The mother of a 4-year-old afflicted with an inoperable brain tumor has challenged the proposed rule for the Compassionate Medical Cannabis Act of 2014. Moriah Barnhart’s Jacksonville attorney filed the paperwork Wednesday with the Division of Administration Hearings.
Ian Christensen attacked, among other things, the makeup of a negotiated rule-making panel DOH had assembled in an attempt to reach consensus on a regulatory structure for a medicinal marijuana industry.
The document shows he intends to argue before an administrative law judge that the rule is an invalidated exercise of delegated legislative authority. That’s because of a flawed selection process for licenses, a lack of minimum standards to evaluate license applicants, and a failure to state regulatory costs and their effect on patients.
The negotiated rule-making session came after a judge threw out the first proposal in part because it lacked measurable criteria for evaluating applicants. DOH had defended the original proposal saying any such criteria would be challenged as arbitrary and capricious.
Christensen not only used those magical bureaucratic words to describe what is proposed but also threw in “overly complicated” and “no reasonable justification” for DOH’s selection process to award five licenses to grow marijuana and dispense a medicinal oil.
Here’s an example of the tone and a summary of the argument Christensen will make on Barnhardt’s behalf.
“The DOH has already failed to meet the deadline set by the Legislature to have these rules implemented, and now the proposed rule diminishes the importance of the statutory list of selection criteria; places unnecessary burdens on dispensing organizations that have no rational basis for their justification; fails to include any rules or stipulations for the use of pesticides or contaminants; fails to provide any assurances to patients for reasonable statewide access; and uses an unauthorized arbitrary selection committee to choose among eligible applicants based on a complex and overly burdensome scoring system.

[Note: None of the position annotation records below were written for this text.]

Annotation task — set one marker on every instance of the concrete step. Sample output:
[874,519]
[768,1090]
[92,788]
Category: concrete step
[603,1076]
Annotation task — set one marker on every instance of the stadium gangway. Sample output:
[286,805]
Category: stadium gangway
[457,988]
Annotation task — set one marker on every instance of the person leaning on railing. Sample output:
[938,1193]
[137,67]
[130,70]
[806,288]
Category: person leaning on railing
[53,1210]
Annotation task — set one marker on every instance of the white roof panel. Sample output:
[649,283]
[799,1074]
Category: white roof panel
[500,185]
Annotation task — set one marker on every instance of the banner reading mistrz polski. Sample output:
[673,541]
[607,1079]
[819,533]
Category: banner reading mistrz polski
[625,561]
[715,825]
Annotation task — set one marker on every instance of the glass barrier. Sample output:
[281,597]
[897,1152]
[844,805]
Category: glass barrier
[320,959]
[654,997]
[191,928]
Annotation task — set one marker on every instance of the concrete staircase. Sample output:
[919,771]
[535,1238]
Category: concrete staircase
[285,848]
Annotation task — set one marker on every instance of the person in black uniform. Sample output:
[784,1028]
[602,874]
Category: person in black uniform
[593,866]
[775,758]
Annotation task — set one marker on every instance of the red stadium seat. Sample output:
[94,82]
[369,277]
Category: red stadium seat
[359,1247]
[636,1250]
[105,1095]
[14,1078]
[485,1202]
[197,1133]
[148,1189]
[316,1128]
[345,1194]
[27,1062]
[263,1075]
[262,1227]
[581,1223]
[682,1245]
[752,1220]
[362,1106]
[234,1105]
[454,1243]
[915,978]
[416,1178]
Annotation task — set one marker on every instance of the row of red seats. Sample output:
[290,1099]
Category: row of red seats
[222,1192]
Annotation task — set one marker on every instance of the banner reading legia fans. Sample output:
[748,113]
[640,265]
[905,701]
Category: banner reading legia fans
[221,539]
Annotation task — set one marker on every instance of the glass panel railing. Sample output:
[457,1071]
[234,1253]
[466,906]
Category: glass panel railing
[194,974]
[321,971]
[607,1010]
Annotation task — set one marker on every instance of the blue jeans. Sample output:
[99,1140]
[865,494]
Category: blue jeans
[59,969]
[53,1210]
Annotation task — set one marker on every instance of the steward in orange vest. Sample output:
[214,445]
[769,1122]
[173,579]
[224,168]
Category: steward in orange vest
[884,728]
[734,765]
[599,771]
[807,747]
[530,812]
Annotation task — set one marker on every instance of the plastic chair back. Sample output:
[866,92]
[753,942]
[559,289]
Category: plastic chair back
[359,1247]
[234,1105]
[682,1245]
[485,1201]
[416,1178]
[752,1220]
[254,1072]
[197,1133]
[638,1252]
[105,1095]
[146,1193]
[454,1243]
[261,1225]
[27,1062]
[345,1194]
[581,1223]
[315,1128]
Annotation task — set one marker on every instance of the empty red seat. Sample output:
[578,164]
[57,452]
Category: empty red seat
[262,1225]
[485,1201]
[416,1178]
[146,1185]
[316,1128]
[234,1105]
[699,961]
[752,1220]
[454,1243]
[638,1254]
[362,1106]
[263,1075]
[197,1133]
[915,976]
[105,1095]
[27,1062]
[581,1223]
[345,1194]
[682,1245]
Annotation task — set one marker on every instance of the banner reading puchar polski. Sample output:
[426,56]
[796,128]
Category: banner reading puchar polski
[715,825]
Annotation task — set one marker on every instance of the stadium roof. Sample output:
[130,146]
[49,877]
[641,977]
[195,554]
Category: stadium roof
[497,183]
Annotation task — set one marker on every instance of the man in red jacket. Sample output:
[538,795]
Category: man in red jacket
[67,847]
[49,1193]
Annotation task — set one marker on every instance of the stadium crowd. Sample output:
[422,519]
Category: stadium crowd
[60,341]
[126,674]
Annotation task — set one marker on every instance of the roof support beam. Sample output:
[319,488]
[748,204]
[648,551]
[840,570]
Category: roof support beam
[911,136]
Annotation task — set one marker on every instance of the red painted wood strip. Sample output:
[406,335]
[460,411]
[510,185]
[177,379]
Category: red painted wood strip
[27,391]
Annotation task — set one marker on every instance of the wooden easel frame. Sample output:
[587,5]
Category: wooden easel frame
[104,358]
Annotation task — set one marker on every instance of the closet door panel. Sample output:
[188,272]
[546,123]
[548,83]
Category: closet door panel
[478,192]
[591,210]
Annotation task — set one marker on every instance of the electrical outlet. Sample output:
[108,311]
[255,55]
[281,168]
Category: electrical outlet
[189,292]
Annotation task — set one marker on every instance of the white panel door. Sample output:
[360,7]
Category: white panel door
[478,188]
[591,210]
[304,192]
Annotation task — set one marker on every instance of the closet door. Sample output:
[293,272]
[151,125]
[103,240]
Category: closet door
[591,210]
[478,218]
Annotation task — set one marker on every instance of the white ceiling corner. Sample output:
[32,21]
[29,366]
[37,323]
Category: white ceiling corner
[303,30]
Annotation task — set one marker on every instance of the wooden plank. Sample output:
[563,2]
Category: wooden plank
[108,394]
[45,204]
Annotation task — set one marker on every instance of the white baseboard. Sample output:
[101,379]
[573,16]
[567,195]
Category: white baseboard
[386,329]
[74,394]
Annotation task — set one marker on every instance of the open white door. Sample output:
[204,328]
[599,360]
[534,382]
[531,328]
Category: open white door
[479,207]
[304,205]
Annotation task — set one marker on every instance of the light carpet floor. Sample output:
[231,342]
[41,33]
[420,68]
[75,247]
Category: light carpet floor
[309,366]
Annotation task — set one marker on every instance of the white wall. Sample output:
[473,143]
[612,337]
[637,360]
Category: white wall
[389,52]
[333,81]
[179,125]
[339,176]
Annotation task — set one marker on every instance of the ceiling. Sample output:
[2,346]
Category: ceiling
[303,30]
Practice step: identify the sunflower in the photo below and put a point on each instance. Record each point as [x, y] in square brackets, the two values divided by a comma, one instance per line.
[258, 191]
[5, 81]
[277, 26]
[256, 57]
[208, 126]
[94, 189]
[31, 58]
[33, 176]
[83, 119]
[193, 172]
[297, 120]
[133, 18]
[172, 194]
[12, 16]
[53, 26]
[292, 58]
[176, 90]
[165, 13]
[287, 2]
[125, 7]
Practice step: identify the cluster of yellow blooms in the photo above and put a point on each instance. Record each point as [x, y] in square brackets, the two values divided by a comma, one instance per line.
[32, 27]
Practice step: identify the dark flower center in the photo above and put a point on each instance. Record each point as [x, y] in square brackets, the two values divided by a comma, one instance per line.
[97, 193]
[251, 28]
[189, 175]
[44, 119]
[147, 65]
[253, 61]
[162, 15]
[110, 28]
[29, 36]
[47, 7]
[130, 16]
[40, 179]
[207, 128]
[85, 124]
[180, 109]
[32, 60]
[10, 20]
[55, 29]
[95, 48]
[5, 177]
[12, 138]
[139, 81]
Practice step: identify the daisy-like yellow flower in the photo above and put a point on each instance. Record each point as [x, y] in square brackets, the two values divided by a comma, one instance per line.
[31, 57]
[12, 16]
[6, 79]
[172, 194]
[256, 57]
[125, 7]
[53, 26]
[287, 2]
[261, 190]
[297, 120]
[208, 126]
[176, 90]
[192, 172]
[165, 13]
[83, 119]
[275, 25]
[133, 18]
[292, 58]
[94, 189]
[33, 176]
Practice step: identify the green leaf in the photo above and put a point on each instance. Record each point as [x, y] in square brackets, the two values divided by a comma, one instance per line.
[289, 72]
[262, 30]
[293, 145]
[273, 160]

“Overall, the proposed rule fails to provide any objective methods to determine whether an eligible applicant is superior at growing low-THC cannabis or filling out a lengthy application. This ‘red-tape’ ensures only the most politically connected, not the best qualified applicant, are approved.”
It had appeared that the scoring method DOH devised was in line with Judge David Watkins’ order invalidating the first proposed rule.
The case is now in administrative court. It will be up to a judge either to dismiss or grant a hearing based on Christensen’s argument.